Vertical reinforcement columns in the background
Hock Teck and Aan bending steel rods into rings, while in the background, wooden planks were being fixed around the vertical steel reinforcements


Home-owner (right) and skilled labourer at work
The home-owner and a fellow skilled labourer were busy at work, getting the vertical columns ready

No proper goodbyes :-(

As it was going to be our last day working in Tibang, we had hoped to say our proper goodbyes to the villagers, especially to the children with whom we had grown to be close and comfortable. However, there were very, very few people in the streets today. It was almost as eerily quiet as the day we first came to Tibang. Perhaps the villagers were all gathered to the village mosque for morning prayers or for some other community activities.

We did manage to see a few farewells to some of the villagers. Wai Yan also left behind some origami paper, colour markers and stickers for the children. And as we gathered to take a final photo with the family in land plot #184, a massive sandstorm blew its way across Tibang. At around noon, we left Tibang for the last time, with grains of sand in our clothes, hair and faces and with our hearts heavy within us.

Visiting other disaster areas

We headed to the rented house in the city area of Banda Aceh, where Thay, Aan and the other staff of the Indonesian Habitat affiliate were staying. There, we had our lunch, after which we were on the road again to see the damage done by the tsunami in other parts of Banda Aceh.

Photo :- Eventually, we all must die

The grafitti on the walls of this building goes something like "The owner of this house is still alive. Tsunami. 26 December 2004. Eventually, we all must die."

Photo :- Parts of a bridge

A section of a former bridge still remained in the river.

Photo :- Shelter in shambles

Hiew takes shelter from the rain with two other Acehnese, in what's left of a house.

Photo :- Ship aground

This ship used to be in the waters by the coast, generating electricity for the city. Now, it has been washed ashore, and generates electricity on land. According to some reports, some bodies still remain crushed under this ship, unable to be retrieved.

Photo :- Trees uprooted

Huge trees were uprooted and left to rot along the coast. You can tell how big this tree was, by comparing it to the height of the man standing a few metres away from its roots.

Photo :- Vertical zone of death

Along the coast, an originally densely vegetated hill has now been stripped of greenery near its base. The height of the exposed rocky regions shows how high the tsunami waves reached when they struck shore.

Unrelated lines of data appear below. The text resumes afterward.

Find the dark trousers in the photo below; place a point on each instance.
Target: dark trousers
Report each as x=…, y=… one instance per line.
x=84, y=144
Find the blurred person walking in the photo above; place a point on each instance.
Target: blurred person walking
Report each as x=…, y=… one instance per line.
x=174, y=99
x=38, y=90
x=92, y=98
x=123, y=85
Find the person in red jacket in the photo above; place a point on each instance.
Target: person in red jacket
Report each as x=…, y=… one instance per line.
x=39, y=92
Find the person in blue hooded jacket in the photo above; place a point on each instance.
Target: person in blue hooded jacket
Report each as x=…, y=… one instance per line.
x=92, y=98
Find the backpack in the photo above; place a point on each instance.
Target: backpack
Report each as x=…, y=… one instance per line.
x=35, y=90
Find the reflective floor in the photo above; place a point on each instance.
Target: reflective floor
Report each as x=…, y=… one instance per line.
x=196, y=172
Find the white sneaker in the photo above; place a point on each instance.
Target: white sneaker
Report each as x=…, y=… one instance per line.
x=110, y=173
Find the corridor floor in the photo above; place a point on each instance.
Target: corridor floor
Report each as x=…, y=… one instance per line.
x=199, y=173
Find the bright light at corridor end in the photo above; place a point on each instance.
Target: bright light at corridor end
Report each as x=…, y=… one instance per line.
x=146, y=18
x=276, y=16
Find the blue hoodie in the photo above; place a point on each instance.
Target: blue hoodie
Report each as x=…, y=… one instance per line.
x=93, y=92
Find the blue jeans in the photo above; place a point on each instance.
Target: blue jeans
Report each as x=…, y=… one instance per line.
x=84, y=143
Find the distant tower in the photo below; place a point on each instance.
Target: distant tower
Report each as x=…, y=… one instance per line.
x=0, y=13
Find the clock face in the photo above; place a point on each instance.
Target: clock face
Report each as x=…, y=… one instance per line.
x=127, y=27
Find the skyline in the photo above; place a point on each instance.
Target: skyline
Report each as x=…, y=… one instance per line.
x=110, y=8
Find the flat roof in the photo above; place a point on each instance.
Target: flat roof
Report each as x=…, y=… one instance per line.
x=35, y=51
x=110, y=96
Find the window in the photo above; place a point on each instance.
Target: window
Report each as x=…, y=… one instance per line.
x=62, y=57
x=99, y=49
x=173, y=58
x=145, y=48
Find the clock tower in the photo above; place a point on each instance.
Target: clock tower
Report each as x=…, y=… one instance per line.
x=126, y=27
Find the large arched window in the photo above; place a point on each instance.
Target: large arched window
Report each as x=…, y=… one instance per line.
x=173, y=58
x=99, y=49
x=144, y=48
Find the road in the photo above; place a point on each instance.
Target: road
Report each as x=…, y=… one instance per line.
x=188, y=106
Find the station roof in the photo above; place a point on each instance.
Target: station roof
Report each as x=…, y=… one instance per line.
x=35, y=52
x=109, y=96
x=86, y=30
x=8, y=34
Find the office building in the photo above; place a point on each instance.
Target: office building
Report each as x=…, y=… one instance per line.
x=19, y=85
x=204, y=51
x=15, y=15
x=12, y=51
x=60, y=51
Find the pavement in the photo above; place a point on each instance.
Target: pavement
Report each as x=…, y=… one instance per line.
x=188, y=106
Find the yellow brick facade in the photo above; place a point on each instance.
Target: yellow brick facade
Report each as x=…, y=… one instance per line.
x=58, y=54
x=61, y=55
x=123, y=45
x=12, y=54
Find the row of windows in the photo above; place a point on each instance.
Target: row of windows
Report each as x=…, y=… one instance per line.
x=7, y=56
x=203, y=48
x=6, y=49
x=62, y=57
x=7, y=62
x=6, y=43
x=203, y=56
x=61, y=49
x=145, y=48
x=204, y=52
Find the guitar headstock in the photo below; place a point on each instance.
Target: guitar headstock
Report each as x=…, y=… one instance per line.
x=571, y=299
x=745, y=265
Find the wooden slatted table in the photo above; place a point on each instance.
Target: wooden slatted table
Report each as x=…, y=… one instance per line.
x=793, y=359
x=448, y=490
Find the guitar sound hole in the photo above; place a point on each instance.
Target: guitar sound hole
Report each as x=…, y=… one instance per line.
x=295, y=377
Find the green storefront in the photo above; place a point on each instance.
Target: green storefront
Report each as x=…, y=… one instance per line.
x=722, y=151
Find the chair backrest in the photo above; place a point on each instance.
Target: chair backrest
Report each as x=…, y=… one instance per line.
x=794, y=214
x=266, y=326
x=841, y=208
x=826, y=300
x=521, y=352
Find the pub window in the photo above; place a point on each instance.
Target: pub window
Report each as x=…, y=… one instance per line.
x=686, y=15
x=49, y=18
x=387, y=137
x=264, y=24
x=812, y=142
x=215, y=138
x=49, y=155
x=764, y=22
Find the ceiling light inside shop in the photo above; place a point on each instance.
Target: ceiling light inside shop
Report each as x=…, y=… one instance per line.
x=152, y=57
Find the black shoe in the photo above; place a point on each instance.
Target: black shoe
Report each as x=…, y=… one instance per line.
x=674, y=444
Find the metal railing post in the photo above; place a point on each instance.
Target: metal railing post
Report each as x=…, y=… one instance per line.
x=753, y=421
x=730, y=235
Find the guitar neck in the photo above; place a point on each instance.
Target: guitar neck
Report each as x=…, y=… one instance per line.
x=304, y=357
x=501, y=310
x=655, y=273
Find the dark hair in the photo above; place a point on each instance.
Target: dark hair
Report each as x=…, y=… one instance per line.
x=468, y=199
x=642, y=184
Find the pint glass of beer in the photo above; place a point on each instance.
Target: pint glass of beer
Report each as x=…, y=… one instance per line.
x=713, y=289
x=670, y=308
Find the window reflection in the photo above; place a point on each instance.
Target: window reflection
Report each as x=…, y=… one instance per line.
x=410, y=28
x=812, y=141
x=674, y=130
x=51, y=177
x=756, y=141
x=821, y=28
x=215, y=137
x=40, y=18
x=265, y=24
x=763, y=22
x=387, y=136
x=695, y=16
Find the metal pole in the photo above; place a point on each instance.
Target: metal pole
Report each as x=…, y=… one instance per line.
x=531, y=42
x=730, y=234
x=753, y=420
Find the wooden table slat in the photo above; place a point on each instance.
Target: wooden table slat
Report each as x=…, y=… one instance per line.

Photo :- They came barging in

This massive Singapore-registered coal-carrying barge, together with another smaller vessel, were washed ashore by the tsunami, and now lay right smack across one of the main roads.

Warung Kopi

After our solemn visit around the coastal region of Aceh, Thay and Aan brought us to one of the neighbourhood warung kopi (coffee shop) to sample the famous Acehnese coffee. It was a cosy place, but I personally wasn't in any mood for coffee and relaxation. After what I had seen today, I couldn't help but imagine the tsunami waves rising up over the horizon, sweeping over the land and stripping it of buildings and trees while people screamed and ran in vain for their lives. Few could outrun the water, even fewer could survive. I heard that in some regions of Indonesia, such as Meubolah, the damage was far worse - entire communities were wiped out with almost no survivors.

That night, Team Pembantuan decided to have dinner again at the Banda Aceh Seafood Restaurant. It was our last dinner there. And somewhere else in Aceh on this day, Dutch Red Cross worker Marije Mellegers was hit by two bullets in the leg.